City administrator to receive severance
The Basehor City Council unanimously approved City Administrator Carl Slaugh’s resignation at Monday night’s meeting and agreed to pay him severance.
Slaugh will receive a severance payment from the city of $35,765.60 or the equivalent of six months’ wages — and nothing more — in accordance with Slaugh’s contract as it stood May 18.
Mayor Terry Hill said Slaugh’s contract had expired, and thus, he was not legally due severance, but the council decided to provide him with six months of wages.
“Carl Slaugh is a respected member of the community,” Hill said. “We valued his service to the city, and we couldn’t live with no severance.”
Slaugh said he appreciated the council’s approval of a severance, but was still disappointed with the entire situation.
“The ideal scenario would have been to stay here,” Slaugh said. “But since that didn’t happen, I do appreciate council’s consideration of a severance. It will take me about six months or so to find other employment, so it helps to have that.”
The check amount is consistent with severance agreements in surrounding areas, Slaugh said.
“Severance varies with the size of the city, but for a city like Basehor, that’s pretty much the going rate,” he said.
The future is unclear for Slaugh and his wife, Cheryl, as he continues to look for another city administrator job in a broken economy. Kansas is where they want to stay, he said, but he doesn’t know if they will be able to make that happen.
“It’s going to be very tough,” Slaugh said. “I’m one of the only people on the city staff who was required to live within the Basehor city limits. We built our home here, and it will be tough if we have to leave it. But right now, I think there’s only two city manager openings in Kansas, so we have to start looking at other states.”
The severance check will be tendered to Slaugh ten days after approval of his resignation, which means he should receive it before the end of next week.
Council member William Moyer encouraged the council and city staff in his report at the end of Monday’s meeting to grant Slaugh’s severance as quickly as possible. Hill said he would make sure to do so at the first opportunity.
Also on Monday night, Police Chief Lloyd Martley was unanimously voted the city’s interim administrator until a replacement, either temporary or full time, is found.
“This was an important decision, and I thank the chief for doing this,” Hill said. “The experience and respect he brings to the job will help the city, and I appreciate him giving us a short, short-term solution.”
Martley will continue his duties as chief during his time as interim administrator. He will be paid at a wage rate equal to an entry-level city administrator, pursuant to the 2009 Basehor Wage Scale, which is $32.76 per hour. Martley said the job presented many challenges and added hours, but he was glad to have the opportunity.
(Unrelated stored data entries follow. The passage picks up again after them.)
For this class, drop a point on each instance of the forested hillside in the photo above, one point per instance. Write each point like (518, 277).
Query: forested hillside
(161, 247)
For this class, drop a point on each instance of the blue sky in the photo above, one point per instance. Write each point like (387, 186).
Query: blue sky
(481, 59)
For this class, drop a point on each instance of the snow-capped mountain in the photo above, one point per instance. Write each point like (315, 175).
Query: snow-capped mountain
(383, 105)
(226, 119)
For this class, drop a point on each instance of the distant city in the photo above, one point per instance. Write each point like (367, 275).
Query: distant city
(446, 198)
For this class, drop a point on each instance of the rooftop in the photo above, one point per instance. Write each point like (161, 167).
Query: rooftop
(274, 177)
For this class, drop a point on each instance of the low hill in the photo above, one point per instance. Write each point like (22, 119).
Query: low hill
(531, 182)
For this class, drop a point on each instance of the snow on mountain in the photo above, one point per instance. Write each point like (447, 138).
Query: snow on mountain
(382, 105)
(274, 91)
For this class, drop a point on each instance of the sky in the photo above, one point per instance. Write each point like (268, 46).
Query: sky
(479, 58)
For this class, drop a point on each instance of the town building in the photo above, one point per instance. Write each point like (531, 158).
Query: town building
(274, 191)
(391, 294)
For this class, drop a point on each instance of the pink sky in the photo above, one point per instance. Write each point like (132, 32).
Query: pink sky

“I appreciate the council’s confidence in my ability to take this on,” Martley said. “I also appreciate everyone’s patience while I settle in.”
Hill said he was planning to use the services of Range Riders, a Kansas group of retired city managers and administrators. He said someone from Range Riders would relieve Martley and would work for Basehor for a negotiated amount of pay until the city found a permanent replacement.
The hiring process could take months or even a year, Hill said. The council approved a contract with the League of Kansas Municipalities Monday night to assist in hiring a new administrator. LKM helped the city find Slaugh in 2005 by providing the governing body surveys about desired qualities in an administrator, updating the job description, performing all advertising, background and educational checks and scheduling interviews. LKM will again assist Basehor in this way for a contracted base amount of $4,118.70. The first portion of the fee, $2,059.35, will be paid when the city receives LKM’s notice of acceptance of the contract, and the additional $2,059.35 will be paid when the selection and hiring process is completed.
Also on Monday, the council:
• Heard a quarterly report from the Leavenworth County Development Corporation.
• Discussed issues with residents of the Honey Creek subdivision not mowing their lawns. Complaints have been made about the tall grass, citing it is hindering the line of sight for drivers. Building inspector Mark Lee has been working with the residents to resolve the problems, and the council will discuss it again at a future meeting.
• Discussed possible revision to the council’s meeting format. Hill said he was thinking about making the “call to the public” portion of the meeting joined with the scheduled discussion items. He said he thought this was a good way to get more audience members involved and give them the opportunity to address agenda items as the council discussed them. The council will continue talking about such a change at future meetings.
• Discussed the possibility of a tax rebate program in Basehor. Council member David Breuer said he was in favor of the idea and would head operations to put it in place if the council would give him some guidance.
• Approved, 5-0, an increase in pay for the University of Kansas Master of Public Administration intern. The Basehor’s previous intern, Nicole Lee, has accepted a position in a different city, so the city is looking for a new intern. Lee indicated to the council that pay for the interning position might need to be raised to be more competitive. Council raised the rate from $11 per hour to $13 per hour.
• Approved, 6-0 with the mayor’s vote, a change of zoning and the preliminary development plan for Creek Ridge, as requested by Jeff Scherer.
• Approved, 5-0, the preliminary plat for Creek Ridge.
• Approved, 5-0, to add items A1, F, G, H and I to the agenda.
• Approved, 5-0, to appoint Rusty Jacobson to the Basehor Planning Commission when commissioner Jason Logsdon’s term expires at the end of June. Jacobson is the postmaster for the Shawnee Mission postal district.
• Approved, 5-0, city prosecutor KiAnn McBratney’s contract. McBratney is guaranteed a monthly minimum of $400 and will be paid $85 per hour.
• Approved, 5-0, to keep the city’s current dental insurance with MARCIT at a monthly cost of $31.
• Approved, 5-0, relocation of the Consolidated Water waterline at 150th Street and Wolf Creek Parkway at a cost not to exceed $64,000. The waterline needs to be lowered to create adequate access for the Wolf Creek Marketplace grocery store. Benchmark Management owner Ed McIntosh said the operation would not delay the store’s opening.
• Approved, 5-0, payment to CAS Construction for the wastewater treatment plant in the amount of $486,120.08.